Like the Kansas City Chiefs, the Buffalo Bills need upgrades at quarterback and wide receiver. With the eighth overall pick in the draft, the Bills will more than likely pick up a quarterback, since any receiver will be a reach at this position. General Manager Buddy Nix has also talked of his team's need for a starting QB to replace the solid but unspectacular and aging Ryan Fitzpatrick, making it nearly certain the team will wait to draft a receiver until the second round.
If Woods goes as the fourth receiver in the draft, as looks likely at this point, he might not make it to Buffalo's second round, 41st pick, leaving the team to draft someone like Tennessee's Justin Hunter, Clemson's DeAndre Hopkins, or West Virginia's Stedman Bailey. But in a draft loaded with talent at the position, Buffalo could very easily find Woods available when it comes time for their second round pick.

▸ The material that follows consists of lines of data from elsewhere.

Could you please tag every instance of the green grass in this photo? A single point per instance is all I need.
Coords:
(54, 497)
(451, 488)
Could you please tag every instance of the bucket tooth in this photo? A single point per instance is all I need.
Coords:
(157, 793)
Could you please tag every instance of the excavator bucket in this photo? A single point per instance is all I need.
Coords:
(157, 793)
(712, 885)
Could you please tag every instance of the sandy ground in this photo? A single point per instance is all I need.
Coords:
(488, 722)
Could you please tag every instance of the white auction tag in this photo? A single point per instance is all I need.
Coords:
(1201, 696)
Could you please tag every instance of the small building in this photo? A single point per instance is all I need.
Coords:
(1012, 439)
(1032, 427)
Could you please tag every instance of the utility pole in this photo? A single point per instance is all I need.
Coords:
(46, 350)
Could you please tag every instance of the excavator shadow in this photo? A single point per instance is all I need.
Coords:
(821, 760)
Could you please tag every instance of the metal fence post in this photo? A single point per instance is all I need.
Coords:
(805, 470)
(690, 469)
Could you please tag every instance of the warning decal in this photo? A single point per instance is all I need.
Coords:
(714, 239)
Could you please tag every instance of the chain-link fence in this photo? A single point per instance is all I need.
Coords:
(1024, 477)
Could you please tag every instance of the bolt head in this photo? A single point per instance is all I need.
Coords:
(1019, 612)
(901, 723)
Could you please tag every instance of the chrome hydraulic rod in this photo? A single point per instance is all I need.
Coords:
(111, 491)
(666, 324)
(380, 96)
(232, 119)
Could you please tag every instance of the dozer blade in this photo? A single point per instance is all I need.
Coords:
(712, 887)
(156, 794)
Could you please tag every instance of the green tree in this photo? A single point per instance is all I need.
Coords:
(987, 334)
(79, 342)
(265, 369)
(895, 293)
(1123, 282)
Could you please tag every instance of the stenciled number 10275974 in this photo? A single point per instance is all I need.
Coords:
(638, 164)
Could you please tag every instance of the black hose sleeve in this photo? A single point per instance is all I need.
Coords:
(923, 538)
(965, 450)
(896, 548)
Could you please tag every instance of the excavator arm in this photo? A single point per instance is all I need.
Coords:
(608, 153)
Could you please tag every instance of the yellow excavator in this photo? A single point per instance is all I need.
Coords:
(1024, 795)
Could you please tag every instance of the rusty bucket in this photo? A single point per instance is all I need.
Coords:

Could Woods fall all the way down to Minnesota's second round pick? Being drafted by the Vikings in the second round would be a disaster for Woods, once projected as a top ten pick. But with so much talent at the position in the draft, disappointing performances at the various pre-draft events could see others leapfrog Woods on the draft board.
It's hard to imagine Woods falling this far, but if he does, Minnesota would likely be his firewall. The Vikings will be hurting at the wide receiver position, and they will be in the market for one or more wide receivers during the offseason.
If Woods unexpectedly falls into Minnesota's lap late in the second round, expect them to scoop him up.
If Minnesota is Woods' nightmare, then Seattle is his dream.
Though his somewhat disappointing output in 2012 has caused his draft stock to tumble, Woods is still the type of receiver who could make a big impact in the right system. If Keenan Allen and Cordarrelle Patterson are selected in the early and middle first round, Woods will be sitting pretty when teams like Baltimore, Seattle, Houston, and Green Bay are on the clock, each of who could use help at the receiver position. Woods would be competing with receivers like Tavon Austin and Terrance Williams at these slots, but there could end up being more than enough teams to go around for each of these young talents to find a home in the first round.
Russell Wilson would benefit enormously from adding to the Seahawks' receiving squad, and Woods would be a nice complement to Golden Tate.
Pete Carroll has demonstrated a willingness to bring in his former players at USC, and though Carroll never coached Woods, he was responsible for recruiting him to the university. An early run on receivers in the draft could give Woods the much-delayed opportunity he dreamed of a few years ago: to play for coach Pete Carroll.